A year ago, we knew there was a lot we didn't know about COVID-19.
But at the same time, there was a lot we thought we knew. We knew not to bother wearing cloth or surgical masks — that unless you were sick, they were ineffective. We knew that the viruses primarily spread on surfaces, and so we scrubbed our hands raw and coated the world in disinfectant. We knew that we needed to shut down playgrounds, parks and schools to get the virus under control.
But now we know that much of that was wrong.
ANYONE CAN WEAR THE MASKIn March 2020, Spokane Regional Health District's health officer Bob Lutz argued that wearing a surgical mask was just as ineffective as wearing a bandana and advised against wearing either, arguing that they created a false sense of security.
Unless you were sick or a caregiver with a high-quality N95 mask, he told the Inlander, you're "better off washing your hands and practicing good cough etiquette than wearing a mask."
Initially, it seemed to be the expert consensus. The surgeon general tweeted for people to "STOP BUYING MASKS," arguing they were "NOT effective" for the general public. A Time magazine article headlined "Why People Aren't Listening to Experts About Face Masks" expressed exasperation that people kept insisting on wearing masks anyway.
By May, the recommendations had reversed: Wear a mask, Lutz and other doctors were saying.
Public health officials had been pooh-poohing masks in part to protect the limited supply for medical professionals. But they'd also underestimated a key trait of the virus: Many people were spreading COVID without ever experiencing a single symptom.
While cloth and surgical masks were only mildly protective for you, they were a whole lot better at preventing you from infecting others without realizing it. While coronavirus particles were tiny, they typically hitched rides on bigger droplets. Even your lousy $2 masks could reduce the spray of those droplets.
SURFACE TENSIONA year ago, Spokane primary care physician Gretchen LaSalle saw a viral threat lurking on every surface. Noting reports that COVID could last on hard surfaces for as long as 72 hours, she wrote a blog post last March that recommended ditching rings, eliminating hand towels, cleaning doorknobs daily, setting up an in-house "decontamination station," and putting up sticky-note reminders everywhere to constantly sanitize.
It made sense back then, she says now.
"We knew this was a really deadly, deadly virus and didn't want to put anyone in harm's way until we had a better sense of a really good understanding of how it spreads," LaSalle says.

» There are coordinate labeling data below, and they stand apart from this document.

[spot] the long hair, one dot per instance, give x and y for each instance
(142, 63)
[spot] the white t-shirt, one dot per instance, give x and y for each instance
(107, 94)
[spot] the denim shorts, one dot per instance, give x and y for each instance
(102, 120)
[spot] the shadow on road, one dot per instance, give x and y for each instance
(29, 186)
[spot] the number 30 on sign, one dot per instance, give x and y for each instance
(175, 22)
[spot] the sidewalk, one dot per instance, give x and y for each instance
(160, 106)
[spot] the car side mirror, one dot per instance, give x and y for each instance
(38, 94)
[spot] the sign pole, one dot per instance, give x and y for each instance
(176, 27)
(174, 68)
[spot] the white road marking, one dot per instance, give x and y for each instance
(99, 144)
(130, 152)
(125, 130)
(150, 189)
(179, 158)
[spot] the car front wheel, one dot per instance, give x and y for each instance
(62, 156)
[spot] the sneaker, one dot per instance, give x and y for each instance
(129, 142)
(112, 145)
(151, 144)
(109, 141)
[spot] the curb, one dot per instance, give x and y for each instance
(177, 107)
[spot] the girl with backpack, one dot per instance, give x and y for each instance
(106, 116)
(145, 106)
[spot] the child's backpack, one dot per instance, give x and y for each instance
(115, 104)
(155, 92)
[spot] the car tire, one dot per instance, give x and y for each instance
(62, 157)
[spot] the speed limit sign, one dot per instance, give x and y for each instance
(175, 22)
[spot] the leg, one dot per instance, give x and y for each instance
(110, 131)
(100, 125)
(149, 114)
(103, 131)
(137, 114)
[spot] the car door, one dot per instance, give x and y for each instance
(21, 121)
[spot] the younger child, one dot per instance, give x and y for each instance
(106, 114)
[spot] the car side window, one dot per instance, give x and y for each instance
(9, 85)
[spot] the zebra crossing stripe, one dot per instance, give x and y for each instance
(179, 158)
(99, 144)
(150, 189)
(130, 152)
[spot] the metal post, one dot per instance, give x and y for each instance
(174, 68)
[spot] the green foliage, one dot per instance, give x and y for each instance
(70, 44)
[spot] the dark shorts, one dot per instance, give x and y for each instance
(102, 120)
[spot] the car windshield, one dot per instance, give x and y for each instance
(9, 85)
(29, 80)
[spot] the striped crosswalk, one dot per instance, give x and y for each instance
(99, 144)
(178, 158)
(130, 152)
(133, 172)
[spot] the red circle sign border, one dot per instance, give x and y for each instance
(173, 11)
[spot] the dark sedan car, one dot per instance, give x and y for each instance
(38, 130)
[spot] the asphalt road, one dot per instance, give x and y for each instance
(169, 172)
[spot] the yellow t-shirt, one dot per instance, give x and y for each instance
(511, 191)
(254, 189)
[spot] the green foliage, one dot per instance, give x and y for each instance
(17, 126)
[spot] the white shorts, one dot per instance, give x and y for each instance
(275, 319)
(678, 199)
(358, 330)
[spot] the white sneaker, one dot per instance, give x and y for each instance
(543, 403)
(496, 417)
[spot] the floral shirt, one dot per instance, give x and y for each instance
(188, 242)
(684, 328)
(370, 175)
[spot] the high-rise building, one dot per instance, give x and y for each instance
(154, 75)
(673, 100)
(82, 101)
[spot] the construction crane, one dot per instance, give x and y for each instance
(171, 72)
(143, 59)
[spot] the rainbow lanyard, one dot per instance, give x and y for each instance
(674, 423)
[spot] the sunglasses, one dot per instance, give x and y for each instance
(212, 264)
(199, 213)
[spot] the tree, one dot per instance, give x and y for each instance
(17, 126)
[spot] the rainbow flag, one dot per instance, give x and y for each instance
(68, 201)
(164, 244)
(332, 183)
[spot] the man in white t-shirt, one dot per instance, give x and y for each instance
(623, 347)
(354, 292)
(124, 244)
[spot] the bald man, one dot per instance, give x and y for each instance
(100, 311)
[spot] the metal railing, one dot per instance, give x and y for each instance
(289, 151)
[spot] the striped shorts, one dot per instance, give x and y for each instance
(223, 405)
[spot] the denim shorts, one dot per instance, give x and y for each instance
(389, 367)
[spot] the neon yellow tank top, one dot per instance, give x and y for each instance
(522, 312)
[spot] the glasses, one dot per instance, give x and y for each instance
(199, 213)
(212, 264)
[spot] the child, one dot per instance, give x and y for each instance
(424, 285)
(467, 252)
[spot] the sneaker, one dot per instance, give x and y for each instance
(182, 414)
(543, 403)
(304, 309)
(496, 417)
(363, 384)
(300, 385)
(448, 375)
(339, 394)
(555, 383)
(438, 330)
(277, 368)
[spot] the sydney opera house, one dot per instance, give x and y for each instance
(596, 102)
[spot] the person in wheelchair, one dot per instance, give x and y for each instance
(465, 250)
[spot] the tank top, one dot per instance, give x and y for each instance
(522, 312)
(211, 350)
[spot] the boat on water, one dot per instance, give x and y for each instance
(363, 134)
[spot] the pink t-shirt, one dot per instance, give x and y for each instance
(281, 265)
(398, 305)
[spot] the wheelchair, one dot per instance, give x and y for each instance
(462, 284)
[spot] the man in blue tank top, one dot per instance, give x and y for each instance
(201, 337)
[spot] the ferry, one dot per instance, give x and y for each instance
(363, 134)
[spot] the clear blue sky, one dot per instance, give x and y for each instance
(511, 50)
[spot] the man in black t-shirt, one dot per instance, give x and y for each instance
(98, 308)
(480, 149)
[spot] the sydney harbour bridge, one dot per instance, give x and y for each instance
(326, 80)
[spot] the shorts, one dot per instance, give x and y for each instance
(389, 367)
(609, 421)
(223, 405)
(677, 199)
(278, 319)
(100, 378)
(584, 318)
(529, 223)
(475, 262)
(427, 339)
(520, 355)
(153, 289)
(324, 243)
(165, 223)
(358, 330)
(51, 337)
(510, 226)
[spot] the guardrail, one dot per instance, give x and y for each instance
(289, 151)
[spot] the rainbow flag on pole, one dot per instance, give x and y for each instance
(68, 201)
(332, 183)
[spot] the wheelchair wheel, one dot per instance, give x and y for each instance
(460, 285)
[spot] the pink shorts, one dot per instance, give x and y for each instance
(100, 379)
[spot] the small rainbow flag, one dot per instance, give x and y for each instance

But by July the Atlantic reported that there had been only one plausible report of surface-to-surface transmission. The studies showing COVID lasting on surfaces for days had incorrectly assumed a wildly high concentration of the virus.

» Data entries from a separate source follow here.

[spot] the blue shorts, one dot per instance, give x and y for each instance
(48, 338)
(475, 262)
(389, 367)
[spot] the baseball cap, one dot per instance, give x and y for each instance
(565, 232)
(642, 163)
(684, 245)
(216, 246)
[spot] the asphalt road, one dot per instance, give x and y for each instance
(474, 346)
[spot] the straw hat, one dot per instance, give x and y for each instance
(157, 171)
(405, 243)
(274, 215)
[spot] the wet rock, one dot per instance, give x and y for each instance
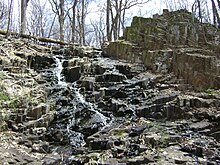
(110, 77)
(39, 62)
(37, 112)
(88, 83)
(72, 74)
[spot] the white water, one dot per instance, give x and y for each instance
(78, 95)
(58, 71)
(91, 106)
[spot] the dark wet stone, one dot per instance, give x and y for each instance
(72, 74)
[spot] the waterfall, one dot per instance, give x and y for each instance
(58, 71)
(75, 116)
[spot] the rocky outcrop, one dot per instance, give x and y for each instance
(25, 110)
(165, 41)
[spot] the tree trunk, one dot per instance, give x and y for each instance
(200, 10)
(108, 20)
(23, 16)
(9, 17)
(83, 23)
(74, 21)
(216, 18)
(61, 19)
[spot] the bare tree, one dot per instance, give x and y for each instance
(38, 18)
(108, 7)
(9, 16)
(117, 12)
(72, 18)
(3, 14)
(58, 8)
(24, 4)
(216, 19)
(99, 31)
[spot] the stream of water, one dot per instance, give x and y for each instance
(73, 110)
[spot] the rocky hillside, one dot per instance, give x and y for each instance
(173, 42)
(154, 101)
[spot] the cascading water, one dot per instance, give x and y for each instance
(58, 71)
(76, 118)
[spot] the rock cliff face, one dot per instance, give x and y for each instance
(172, 42)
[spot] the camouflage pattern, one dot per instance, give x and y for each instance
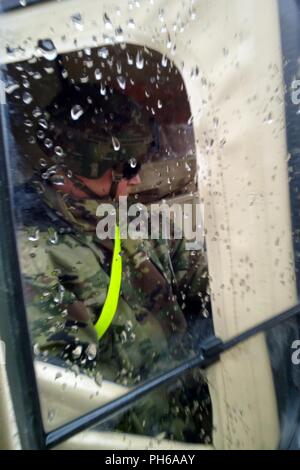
(163, 300)
(96, 141)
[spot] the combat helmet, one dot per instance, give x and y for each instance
(87, 133)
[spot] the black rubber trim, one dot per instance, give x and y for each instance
(210, 351)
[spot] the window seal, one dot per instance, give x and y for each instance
(210, 351)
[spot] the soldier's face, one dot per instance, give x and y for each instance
(125, 186)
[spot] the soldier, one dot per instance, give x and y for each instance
(77, 311)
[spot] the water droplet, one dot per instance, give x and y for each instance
(215, 122)
(139, 61)
(192, 14)
(43, 163)
(40, 134)
(164, 61)
(27, 98)
(103, 52)
(88, 63)
(119, 34)
(115, 143)
(36, 112)
(132, 162)
(98, 379)
(91, 351)
(11, 87)
(43, 123)
(269, 119)
(129, 59)
(26, 83)
(131, 23)
(102, 89)
(57, 180)
(77, 21)
(37, 75)
(47, 49)
(58, 151)
(76, 112)
(34, 234)
(53, 237)
(49, 70)
(122, 82)
(98, 74)
(31, 140)
(107, 22)
(64, 73)
(84, 79)
(48, 143)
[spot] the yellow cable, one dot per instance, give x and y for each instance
(111, 302)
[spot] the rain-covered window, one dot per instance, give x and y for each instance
(103, 140)
(153, 169)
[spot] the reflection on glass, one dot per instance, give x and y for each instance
(91, 128)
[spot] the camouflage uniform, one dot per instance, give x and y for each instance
(67, 268)
(66, 272)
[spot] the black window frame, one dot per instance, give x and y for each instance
(13, 321)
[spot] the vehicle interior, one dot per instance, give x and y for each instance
(213, 75)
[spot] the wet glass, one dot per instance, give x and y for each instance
(128, 84)
(74, 118)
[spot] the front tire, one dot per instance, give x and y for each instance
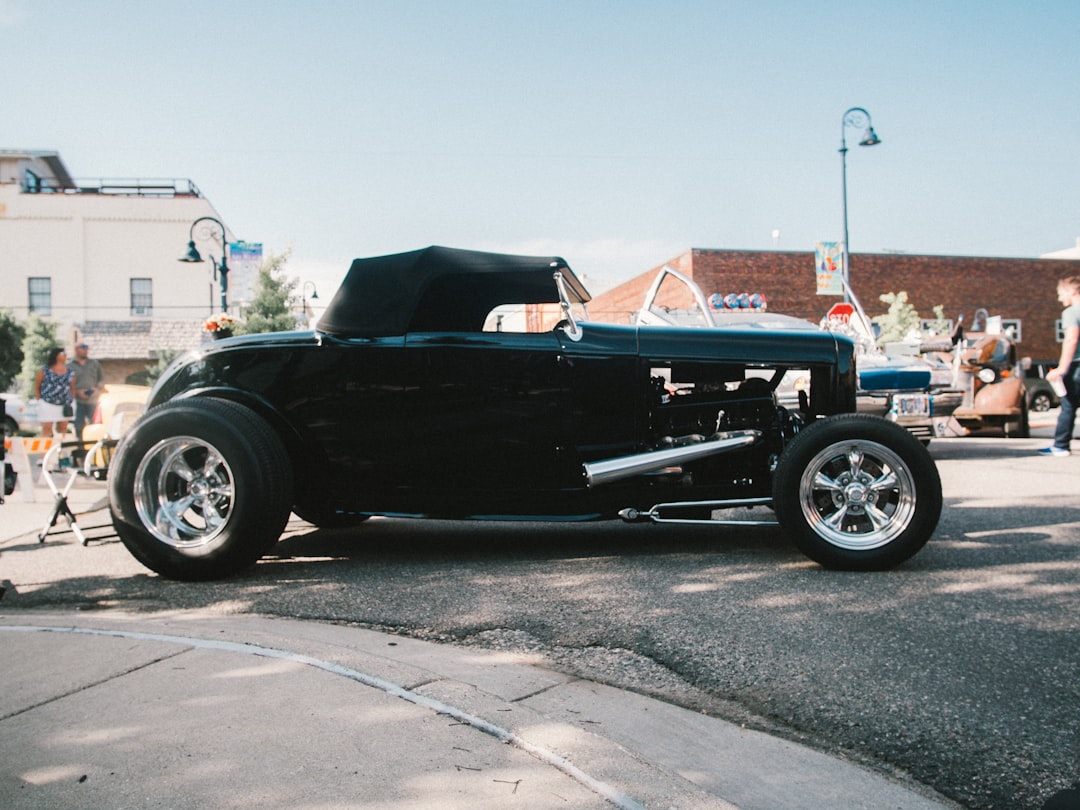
(200, 489)
(856, 493)
(1041, 402)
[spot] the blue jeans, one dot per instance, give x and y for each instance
(1063, 435)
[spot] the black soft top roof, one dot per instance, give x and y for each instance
(440, 289)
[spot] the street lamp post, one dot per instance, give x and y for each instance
(859, 118)
(304, 297)
(220, 271)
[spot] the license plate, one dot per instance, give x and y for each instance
(910, 404)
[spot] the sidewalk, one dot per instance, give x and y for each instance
(189, 710)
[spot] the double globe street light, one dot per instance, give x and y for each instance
(220, 271)
(859, 118)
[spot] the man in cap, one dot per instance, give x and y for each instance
(89, 379)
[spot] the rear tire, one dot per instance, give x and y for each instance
(200, 488)
(858, 493)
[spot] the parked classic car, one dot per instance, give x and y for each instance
(1041, 395)
(400, 403)
(904, 389)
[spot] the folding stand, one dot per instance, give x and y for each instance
(61, 508)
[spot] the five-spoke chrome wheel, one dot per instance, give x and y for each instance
(184, 491)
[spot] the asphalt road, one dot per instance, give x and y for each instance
(960, 667)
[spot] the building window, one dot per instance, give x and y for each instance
(41, 296)
(142, 296)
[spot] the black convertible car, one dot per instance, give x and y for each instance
(451, 383)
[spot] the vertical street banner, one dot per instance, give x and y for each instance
(828, 258)
(244, 261)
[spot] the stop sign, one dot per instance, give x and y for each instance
(840, 312)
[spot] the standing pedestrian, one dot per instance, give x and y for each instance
(54, 388)
(89, 379)
(1068, 366)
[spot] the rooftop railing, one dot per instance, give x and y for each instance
(119, 187)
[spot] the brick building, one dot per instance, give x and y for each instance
(1023, 292)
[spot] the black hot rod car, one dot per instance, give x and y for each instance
(451, 383)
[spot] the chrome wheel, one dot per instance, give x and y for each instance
(858, 495)
(184, 491)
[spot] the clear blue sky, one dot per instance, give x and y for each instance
(615, 134)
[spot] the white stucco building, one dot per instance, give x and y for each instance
(100, 258)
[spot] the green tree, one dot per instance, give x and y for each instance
(40, 338)
(269, 310)
(900, 321)
(12, 334)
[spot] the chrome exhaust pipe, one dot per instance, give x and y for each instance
(626, 467)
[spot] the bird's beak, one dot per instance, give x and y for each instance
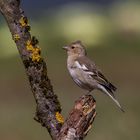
(65, 47)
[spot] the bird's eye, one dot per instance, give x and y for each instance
(72, 47)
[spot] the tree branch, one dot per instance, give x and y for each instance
(48, 107)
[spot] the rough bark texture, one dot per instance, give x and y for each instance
(48, 107)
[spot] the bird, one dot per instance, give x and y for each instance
(85, 73)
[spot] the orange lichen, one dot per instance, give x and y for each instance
(59, 117)
(16, 37)
(36, 54)
(23, 21)
(35, 51)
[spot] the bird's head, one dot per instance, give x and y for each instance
(75, 48)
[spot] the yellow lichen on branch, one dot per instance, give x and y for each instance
(59, 117)
(35, 51)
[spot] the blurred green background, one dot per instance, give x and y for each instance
(111, 32)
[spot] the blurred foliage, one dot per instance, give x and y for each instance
(112, 38)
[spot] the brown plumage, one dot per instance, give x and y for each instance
(85, 73)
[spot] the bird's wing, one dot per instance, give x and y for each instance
(89, 67)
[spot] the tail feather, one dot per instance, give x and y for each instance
(111, 95)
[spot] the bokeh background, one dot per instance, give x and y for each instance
(111, 32)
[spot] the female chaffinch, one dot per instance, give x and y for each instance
(85, 73)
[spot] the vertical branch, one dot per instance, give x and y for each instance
(48, 107)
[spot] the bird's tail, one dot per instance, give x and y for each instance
(111, 95)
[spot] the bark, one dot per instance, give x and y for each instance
(48, 109)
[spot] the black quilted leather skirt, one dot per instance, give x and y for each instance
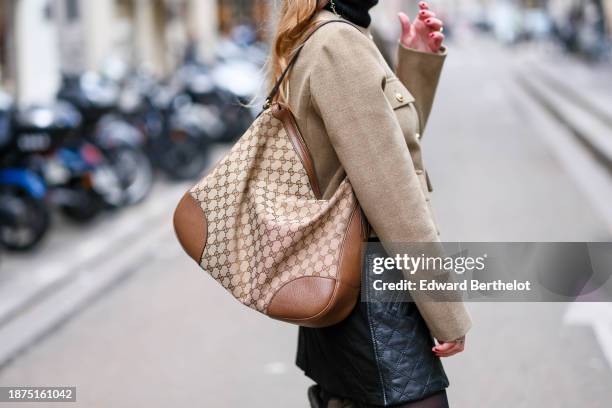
(379, 356)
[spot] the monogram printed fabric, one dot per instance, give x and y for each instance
(265, 225)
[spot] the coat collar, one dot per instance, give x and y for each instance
(323, 15)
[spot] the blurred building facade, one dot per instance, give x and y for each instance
(41, 39)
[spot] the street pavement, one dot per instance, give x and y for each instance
(161, 333)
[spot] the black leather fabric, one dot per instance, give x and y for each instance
(379, 356)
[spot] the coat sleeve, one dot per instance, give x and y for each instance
(420, 71)
(346, 85)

Meanwhile, a study of an office tower in South Korea showed that, despite around 1,000 workers and residents hitting the same elevator buttons, the big outbreak was largely limited to one part of a call center. Talking in a closed space was dangerous. Surfaces weren't.

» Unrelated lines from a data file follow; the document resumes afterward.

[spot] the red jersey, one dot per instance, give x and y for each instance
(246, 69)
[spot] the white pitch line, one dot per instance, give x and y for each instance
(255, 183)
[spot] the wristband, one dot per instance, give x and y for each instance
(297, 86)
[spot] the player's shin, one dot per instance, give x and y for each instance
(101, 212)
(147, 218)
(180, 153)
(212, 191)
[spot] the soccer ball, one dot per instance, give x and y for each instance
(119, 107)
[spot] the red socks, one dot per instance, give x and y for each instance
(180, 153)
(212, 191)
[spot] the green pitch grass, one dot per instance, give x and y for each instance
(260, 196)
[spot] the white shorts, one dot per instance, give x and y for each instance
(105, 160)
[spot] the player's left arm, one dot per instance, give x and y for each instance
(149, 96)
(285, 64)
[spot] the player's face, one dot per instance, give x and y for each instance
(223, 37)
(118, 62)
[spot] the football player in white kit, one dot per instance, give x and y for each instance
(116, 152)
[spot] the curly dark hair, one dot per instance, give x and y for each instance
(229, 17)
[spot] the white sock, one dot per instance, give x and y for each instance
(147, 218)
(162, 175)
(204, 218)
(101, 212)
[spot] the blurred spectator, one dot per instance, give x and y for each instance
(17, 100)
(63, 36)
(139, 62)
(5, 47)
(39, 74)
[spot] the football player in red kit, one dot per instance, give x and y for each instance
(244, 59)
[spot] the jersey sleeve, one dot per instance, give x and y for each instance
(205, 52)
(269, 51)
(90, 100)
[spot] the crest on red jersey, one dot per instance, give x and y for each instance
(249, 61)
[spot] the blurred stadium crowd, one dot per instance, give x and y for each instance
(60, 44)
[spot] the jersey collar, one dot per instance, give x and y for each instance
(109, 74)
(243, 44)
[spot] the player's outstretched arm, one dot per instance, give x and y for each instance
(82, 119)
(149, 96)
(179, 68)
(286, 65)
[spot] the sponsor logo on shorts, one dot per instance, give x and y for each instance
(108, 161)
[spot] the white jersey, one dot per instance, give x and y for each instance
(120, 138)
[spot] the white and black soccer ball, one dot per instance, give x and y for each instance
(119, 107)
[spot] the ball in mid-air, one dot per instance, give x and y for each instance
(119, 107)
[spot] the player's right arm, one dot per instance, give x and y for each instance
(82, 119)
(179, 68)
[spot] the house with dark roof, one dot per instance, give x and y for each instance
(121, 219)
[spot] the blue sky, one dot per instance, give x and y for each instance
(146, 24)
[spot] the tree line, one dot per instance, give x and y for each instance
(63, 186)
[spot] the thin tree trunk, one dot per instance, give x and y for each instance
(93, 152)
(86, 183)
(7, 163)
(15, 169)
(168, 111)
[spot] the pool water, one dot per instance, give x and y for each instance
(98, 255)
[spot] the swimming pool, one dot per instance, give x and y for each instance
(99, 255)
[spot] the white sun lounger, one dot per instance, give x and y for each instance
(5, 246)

Dr. David Pate, former president of Idaho's St. Luke's Health System, says that surface spread was technically possible, but rare.
"I would have to be infected, sitting in your office, sneeze all over your keyboard, and you immediately start typing while you're eating your sandwich," he says. "Something like that."
But that didn't mean we could breathe easy.
"Unfortunately, there was too little focus on airborne transmission," says Pate.
We learned that the virus can hang around in the air indoors as small aerosol particles, gliding on airstreams across entire rooms. A whole new set of factors — ventilation, room size — had to be taken into account. The indoors were more dangerous than we thought.
But in the outdoors, the virus quickly dissipated into the air and was hit by sunlight, one of the all-time best disinfectants. One study found that the odds of catching COVID inside was 20 times higher than outside.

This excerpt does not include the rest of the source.